After a number of conversations over the past few years with several other engineers who have moved beyond senior levels into staff and principal positions I've come away with a lot of insights, many of which have seen their way to Twitter or other conversations first, but now it's time to start collecting some of those stories into this new series: Beyond Senior.
What does it mean to go beyond the senior level in an engineering organization?
That's the question we're going to be looking at throughout this series.
The Peacock, the Hermit, and the Counsel
The more senior you become in your role the you need to self-market and sell people on your ideas. In order to drive consensus, inform decisions of executives, spread information, or otherwise raise awareness of work going on you'll find that communications and politics, especially around sales and marketing, are mandatory to be effective.
Some love it, some hate it, but it's perhaps a bit more complicated than that. Let's explore a few archetypes of this particular type of politicking at scale, and a few examples from my own career of how these roles have worked out.
The Peacock
You know the one. They proudly flaunt, loudly proclaim, demand attention, and overall make a significant amount of noise around anything they're currently doing. They write lavish announcement emails, threads on slack, tag every executive in a five mile radius, and make sure everyone is aware of exactly what they're up to at all times.
Certainly it's very pretty and well formatted, gives a lot of information, and definitely raises awareness but you'll find it very lacking. The information you get tends to be vapid and hollow, lacking in any real substance, and filled to the brim with hyperbole if not outright falsehoods to make them look far grander than they truly are.
When it comes down to it they tell an excellent story, but many will find it hard to trust the peacock as the information they share may or may not be an accurate retelling of events. You'll always be second guessing how much is flowery wordplay versus substantiated information.
Their primary drives are ego and attention, and there are most certainly cases where a peacock can gain the attention and admiration of an executive, catapulting them to upper levels. Problem is eventually hollow words and architecture collapse, masks drop, and the curtain falls.
I've run into several peacocks who got promoted quickly and were put into positions of power, only to fail visibly later once the spin and shine wore off. Near every single time their silver tongues would catch up to them, and people would find out that maybe they didn't get the straight story. Sometimes they'd get away with it for far longer, just to leave the company to start over again with someone who didn't know any better.
The Hermit
The hermit hates the peacock with a burning passion. They refuse to engage in all the politics, and adamantly refuse to play such petty games. They want nothing to do with it, and will defiantly hold to that stance.
Their work speaks for itself, let others discover the value in their own time, because it's obviously the superior product. If anyone doesn't happen to read their source or directly ask them that's their problem, their job is to deliver code, not to flaunt around.
They abhor the entire choreographed dance routine where you have to say the right words to the right people at the right time, and they want out.
People seek them out for wisdom, not the other way around, they're not here to preach or prance. They don't care, only the code matters.

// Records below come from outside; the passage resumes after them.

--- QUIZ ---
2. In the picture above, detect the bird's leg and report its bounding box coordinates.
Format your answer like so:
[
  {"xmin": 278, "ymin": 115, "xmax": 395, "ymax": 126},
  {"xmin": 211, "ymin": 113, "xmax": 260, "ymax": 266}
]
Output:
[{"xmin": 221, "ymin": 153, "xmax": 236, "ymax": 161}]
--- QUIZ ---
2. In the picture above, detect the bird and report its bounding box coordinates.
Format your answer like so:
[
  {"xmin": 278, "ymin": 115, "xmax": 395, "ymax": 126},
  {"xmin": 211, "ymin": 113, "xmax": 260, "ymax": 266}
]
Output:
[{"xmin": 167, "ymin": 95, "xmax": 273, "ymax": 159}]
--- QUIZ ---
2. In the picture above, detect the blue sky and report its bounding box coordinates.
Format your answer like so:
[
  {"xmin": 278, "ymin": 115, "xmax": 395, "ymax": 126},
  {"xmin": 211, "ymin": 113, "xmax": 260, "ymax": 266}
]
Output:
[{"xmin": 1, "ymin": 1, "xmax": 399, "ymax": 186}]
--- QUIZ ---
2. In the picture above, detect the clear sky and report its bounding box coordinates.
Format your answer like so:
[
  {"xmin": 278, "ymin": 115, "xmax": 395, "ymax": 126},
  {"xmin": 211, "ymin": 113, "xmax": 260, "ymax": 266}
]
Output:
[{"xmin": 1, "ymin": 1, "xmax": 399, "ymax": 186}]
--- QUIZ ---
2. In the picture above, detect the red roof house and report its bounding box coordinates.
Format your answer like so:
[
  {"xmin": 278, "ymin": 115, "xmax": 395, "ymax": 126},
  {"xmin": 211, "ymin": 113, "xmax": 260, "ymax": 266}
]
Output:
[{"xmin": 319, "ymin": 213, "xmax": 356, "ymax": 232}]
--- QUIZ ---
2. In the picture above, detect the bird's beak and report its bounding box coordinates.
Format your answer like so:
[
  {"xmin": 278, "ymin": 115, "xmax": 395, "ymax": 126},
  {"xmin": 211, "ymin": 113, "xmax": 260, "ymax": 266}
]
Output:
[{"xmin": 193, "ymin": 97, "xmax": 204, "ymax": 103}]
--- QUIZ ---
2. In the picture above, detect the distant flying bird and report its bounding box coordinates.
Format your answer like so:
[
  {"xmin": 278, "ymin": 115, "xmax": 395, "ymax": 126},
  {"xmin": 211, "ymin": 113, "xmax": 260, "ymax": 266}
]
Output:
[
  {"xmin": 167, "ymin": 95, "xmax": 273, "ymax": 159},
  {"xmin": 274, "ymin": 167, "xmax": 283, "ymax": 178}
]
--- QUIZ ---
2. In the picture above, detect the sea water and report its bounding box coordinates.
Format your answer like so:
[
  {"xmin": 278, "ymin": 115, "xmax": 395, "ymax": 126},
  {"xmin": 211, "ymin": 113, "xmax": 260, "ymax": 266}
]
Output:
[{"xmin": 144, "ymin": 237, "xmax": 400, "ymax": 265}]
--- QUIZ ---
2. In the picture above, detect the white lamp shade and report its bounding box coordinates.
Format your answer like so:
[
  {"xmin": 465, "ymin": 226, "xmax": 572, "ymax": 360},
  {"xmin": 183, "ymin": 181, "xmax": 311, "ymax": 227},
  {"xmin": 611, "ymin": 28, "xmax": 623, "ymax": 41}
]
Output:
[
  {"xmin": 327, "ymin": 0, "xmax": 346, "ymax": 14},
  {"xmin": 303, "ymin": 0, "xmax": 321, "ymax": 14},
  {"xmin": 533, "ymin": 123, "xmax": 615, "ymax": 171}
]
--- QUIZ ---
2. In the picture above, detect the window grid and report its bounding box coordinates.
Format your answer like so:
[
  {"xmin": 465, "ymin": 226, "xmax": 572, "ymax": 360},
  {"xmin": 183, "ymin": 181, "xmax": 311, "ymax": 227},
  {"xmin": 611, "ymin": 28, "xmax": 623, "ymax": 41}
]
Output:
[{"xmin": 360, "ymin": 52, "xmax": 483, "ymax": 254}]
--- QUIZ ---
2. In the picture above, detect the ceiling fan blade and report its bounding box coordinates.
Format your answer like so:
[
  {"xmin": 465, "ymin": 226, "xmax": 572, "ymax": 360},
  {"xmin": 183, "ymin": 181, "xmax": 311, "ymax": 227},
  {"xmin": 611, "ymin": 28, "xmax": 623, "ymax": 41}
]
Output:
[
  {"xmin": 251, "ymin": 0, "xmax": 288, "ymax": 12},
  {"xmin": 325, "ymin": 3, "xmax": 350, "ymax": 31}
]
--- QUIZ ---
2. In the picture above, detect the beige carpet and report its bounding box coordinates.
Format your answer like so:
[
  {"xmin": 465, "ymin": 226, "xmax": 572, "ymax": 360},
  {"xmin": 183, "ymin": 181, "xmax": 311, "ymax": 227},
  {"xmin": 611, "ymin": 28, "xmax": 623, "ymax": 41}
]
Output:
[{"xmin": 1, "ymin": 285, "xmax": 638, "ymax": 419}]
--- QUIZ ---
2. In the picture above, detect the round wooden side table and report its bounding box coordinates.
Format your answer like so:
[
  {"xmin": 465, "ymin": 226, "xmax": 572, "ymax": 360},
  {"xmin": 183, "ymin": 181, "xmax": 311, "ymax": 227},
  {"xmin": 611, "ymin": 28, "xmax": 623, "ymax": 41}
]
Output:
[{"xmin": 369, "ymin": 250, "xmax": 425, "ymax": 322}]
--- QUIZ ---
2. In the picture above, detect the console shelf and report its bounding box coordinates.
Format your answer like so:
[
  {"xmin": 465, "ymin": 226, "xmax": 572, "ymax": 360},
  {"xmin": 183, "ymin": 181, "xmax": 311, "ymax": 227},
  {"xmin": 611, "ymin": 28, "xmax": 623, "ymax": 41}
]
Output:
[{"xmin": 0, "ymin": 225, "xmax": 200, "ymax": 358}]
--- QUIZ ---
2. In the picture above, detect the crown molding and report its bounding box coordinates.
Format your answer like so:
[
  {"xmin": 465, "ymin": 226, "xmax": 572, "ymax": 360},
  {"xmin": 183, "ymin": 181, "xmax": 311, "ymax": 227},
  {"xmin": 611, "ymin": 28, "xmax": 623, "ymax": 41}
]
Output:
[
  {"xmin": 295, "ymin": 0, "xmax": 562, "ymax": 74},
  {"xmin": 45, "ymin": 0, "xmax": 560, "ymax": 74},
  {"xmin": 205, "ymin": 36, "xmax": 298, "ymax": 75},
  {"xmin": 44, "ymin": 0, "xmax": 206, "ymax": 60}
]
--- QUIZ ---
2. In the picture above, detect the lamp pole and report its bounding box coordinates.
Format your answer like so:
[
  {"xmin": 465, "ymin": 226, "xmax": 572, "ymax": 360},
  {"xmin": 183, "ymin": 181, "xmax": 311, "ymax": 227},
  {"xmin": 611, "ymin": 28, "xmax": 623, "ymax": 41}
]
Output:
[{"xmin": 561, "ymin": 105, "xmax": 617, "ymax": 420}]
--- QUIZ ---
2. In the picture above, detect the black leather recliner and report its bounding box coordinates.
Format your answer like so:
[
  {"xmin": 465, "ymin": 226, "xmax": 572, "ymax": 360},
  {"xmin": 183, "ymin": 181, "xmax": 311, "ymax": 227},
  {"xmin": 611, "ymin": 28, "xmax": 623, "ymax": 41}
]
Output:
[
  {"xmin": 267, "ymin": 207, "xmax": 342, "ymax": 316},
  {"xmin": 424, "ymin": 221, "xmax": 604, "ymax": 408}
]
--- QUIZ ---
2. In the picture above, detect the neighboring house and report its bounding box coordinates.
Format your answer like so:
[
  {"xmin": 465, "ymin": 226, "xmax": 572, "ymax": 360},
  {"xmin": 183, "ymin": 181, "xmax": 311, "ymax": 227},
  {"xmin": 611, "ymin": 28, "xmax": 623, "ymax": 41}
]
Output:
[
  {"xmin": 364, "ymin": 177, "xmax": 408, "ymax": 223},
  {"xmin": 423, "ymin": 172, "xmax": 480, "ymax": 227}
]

I've seen many a hermit build a substantial amount of expertise, becoming indispensable to the company, and driving along large complicated technical projects. The problem is no one knew what in the world they were up to, and frequently they would have budgets and teams cut for it. Either that, or there would be significant misunderstandings, conflicting timelines, or otherwise general chaos as no one knew what the plan was.
The Counsel
Perhaps unsurprisingly neither of those types sound particularly well-grounded, and indeed both have substantial flaws which prevent them from being effective at any sort of a scale. Both are driven by ego and a sense of self-importance, and both critically miss the point of levels beyond senior.
Enter the counsel, option three. They act as an informational source, an intermediary, to summarize information between the executives in their scope (staff to directors, principal to heads / VPs), and to communicate broader goals down to those working on their localized teams.
They certainly do some amount of marketing and sales, but not for ego, for drawing attention judiciously to that which needs it and seeing those cases through. They're not around to show off, nor do they self-isolate. They exist to inform and bring clarity to their teams.
For them saying nothing is worse because than all that information is lost, and people may not be aware of larger efforts which may concern their teams, making it impossible to move larger projects along safely without collateral damage.
Balance
What it comes down to, in the end, is the ability to use marketing and sales to drive clarity in your teams and why you pursue it. Was it all for your own glory, or was it for the betterment of your teams? Many lie to themselves on this, and it'll cost them in the long run.
Engineering never was a solo effort, despite some folks best intentions to make it into one. To be effective at these levels you need to be able to let go of your ego and seek to serve others, to grow them, and to make them more effective over time.
Losing sight of that will make a very brittle engineer, and a high-level liability just waiting to cause damage to the company around them.
Wrapping Up
I get it. People either love or hate politics at work, but to frame it as such misses the point. They're necessary, like it or not, but how we approach it makes all the difference in the world. In order to be effective you need to seek clear communications for the sake of those communications, not for the sake of some ephemeral promotion or grand recognition.
Beyond senior the path to growth is through others and empowering them to be more effective, because one person cannot ever take on the entire world, no matter how hard they might try to tell you otherwise.